A ideia de evolução não surge da pena de Darwin, desde a Grécia antiga a Lamarck que conceitos mais ou menos vagos de evolução tinham sido avançados. No entanto, Darwin é único porque consubstancia essa ideia de padrão, de árvore da vida, num processo criador: a selecção natural. Este processo implica que existam variações herdáveis entre indivíduos que estabeleçam diferenças na sua sobrevivência e taxa reprodutiva. Por outro lado, é importante realçar que estas diferenças dependem das condições ambientais e, como tal, não existem em absoluto formas melhores ou piores. Deste processo resulta que, para essas condições ambientais, os contributos para a geração seguinte são diferentes de indivíduo para indivíduo e que, com o tempo, a população vai mudar a sua composição, com variantes menos adaptadas a perderem representatividade por oposição ao crescimento relativo da descendência de indivíduos melhor adaptados. Esta ideia é em grande parte construída por Darwin a partir da observação de espécies domesticadas. Dos cães ao milho, passando por todo o gado domesticado, os humanos alteraram drasticamente estas espécies, da morfologia ao comportamento. Este processo, de selecção artificial (por mão humana) é no fundo análogo ao processo que opera em condições naturais, em que o critério humano é substituído pelas condições ecológicas específicas em que vive cada organismo.

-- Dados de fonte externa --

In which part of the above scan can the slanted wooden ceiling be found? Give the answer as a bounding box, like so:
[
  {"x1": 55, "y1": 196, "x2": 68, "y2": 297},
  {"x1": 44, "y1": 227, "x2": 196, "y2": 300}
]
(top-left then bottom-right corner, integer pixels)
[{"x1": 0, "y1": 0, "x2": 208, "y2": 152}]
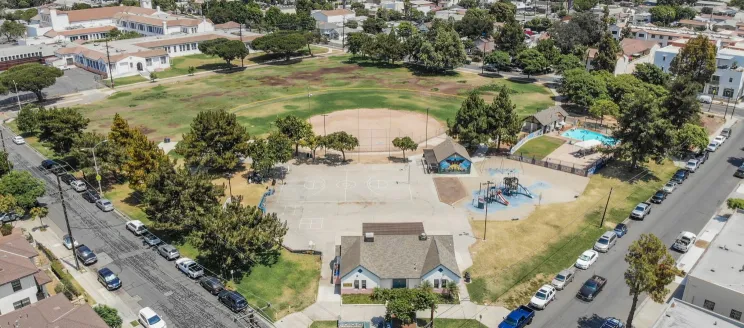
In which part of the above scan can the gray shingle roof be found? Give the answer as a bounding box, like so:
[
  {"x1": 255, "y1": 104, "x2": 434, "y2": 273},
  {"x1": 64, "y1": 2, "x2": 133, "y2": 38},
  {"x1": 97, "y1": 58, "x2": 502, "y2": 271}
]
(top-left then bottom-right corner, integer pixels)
[{"x1": 341, "y1": 235, "x2": 460, "y2": 279}]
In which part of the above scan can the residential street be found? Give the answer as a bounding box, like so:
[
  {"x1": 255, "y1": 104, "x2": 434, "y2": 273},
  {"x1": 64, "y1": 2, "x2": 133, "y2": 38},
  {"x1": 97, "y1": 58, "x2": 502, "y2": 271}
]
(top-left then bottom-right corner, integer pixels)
[
  {"x1": 2, "y1": 127, "x2": 268, "y2": 328},
  {"x1": 532, "y1": 121, "x2": 744, "y2": 328}
]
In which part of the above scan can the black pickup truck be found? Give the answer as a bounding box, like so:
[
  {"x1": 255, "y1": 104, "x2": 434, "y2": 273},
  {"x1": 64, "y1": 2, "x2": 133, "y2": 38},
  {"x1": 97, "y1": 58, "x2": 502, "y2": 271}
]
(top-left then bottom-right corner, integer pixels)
[{"x1": 576, "y1": 275, "x2": 607, "y2": 302}]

Mas voltando à ideia de variação, gostava de desenvolver aqui um aspecto que é na minha opinião uma das suas ideias mais revolucionárias: o lugar desse conceito na teoria darwiniana. As diferenças entre indivíduos são uma condição necessária ao processo evolutivo. Rompendo com a tradição essencialista, na qual as diferenças entre indivíduos são desvios indesejados ao ideal definidor da espécie, Darwin coloca a ideia de variação no centro da sua teoria como matéria-prima para a adaptação às flutuações ambientais e base geradora das «tão belas e incontáveis formas» que nos rodeiam.

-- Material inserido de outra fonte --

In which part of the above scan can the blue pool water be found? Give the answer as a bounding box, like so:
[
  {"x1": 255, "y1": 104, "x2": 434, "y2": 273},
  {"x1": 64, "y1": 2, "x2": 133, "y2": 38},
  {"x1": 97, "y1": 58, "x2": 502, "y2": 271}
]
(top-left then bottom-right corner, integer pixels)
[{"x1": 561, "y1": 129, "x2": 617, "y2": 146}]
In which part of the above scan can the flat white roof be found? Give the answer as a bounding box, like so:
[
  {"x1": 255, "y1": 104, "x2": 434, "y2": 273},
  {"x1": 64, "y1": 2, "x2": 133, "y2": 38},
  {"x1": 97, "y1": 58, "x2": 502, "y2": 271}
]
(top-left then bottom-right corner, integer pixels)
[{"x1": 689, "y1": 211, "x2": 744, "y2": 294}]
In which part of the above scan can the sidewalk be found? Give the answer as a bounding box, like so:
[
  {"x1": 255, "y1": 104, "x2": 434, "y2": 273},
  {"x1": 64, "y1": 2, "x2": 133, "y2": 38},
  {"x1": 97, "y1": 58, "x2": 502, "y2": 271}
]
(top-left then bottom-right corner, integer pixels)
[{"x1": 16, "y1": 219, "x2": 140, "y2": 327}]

Esta forma de encarar a variação pode ser vista como eminentemente humanista. Até que ponto o humanismo de Darwin é determinante na elaboração da sua teoria, é difícil de estabelecer. No entanto, um recente livro publicado por dois dos mais reputados biógrafos de Darwin – Darwin’s sacred cause, de Adrian Desmond e James Moore – defende a tese de que as fortes convicções abolicionistas de Darwin terão sido determinantes para a sua teoria. A existência de uma só origem para a vida tem como consequência uma noção de irmandade entre as espécies, e em particular entre humanos, tornando a escravidão (também) um absurdo biológico. Uma passagem da Viagem do Beagle talvez levante um pouco o véu: «se a miséria dos nossos pobres não é devida a leis naturais, mas sim às nossas instituições, quão grande é o nosso pecado!».
Há no vastíssimo espólio epistolar e científico de Darwin extraordinários trechos reveladores de um conhecimento e intuição invulgares da Natureza e suas leis, bem como das nossas sociedades e da nossa espécie. Por isso, qualquer que seja a nossa formação, o prazer de ler Darwin é o da descoberta de uma mente em (quase) tudo à frente do seu tempo. Quanto à sua teoria e como é apanágio de qualquer teoria científica, ela sobrevive e sai reforçada de todos os testes por que passou ao longo do século e meio de vida. Ela própria evoluiu e continuará a evoluir, incorporando novos conhecimentos, tornando-se mais sofisticada e sólida, sendo que os seus conceitos fundadores se mantêm os mesmos, tão válidos hoje como então. Essa validade revela-se na forma como explicou a diversidade dos tentilhões das Galápagos há 150 anos atrás, e hoje nos permite compreender, e tentar resolver, os problemas colocados por bactérias multi-resistentes nos hospitais. Esse é o garante de que a Evolução Darwiniana continuará a constituir o princípio unificador da biologia e, logo, do nosso entendimento da Vida.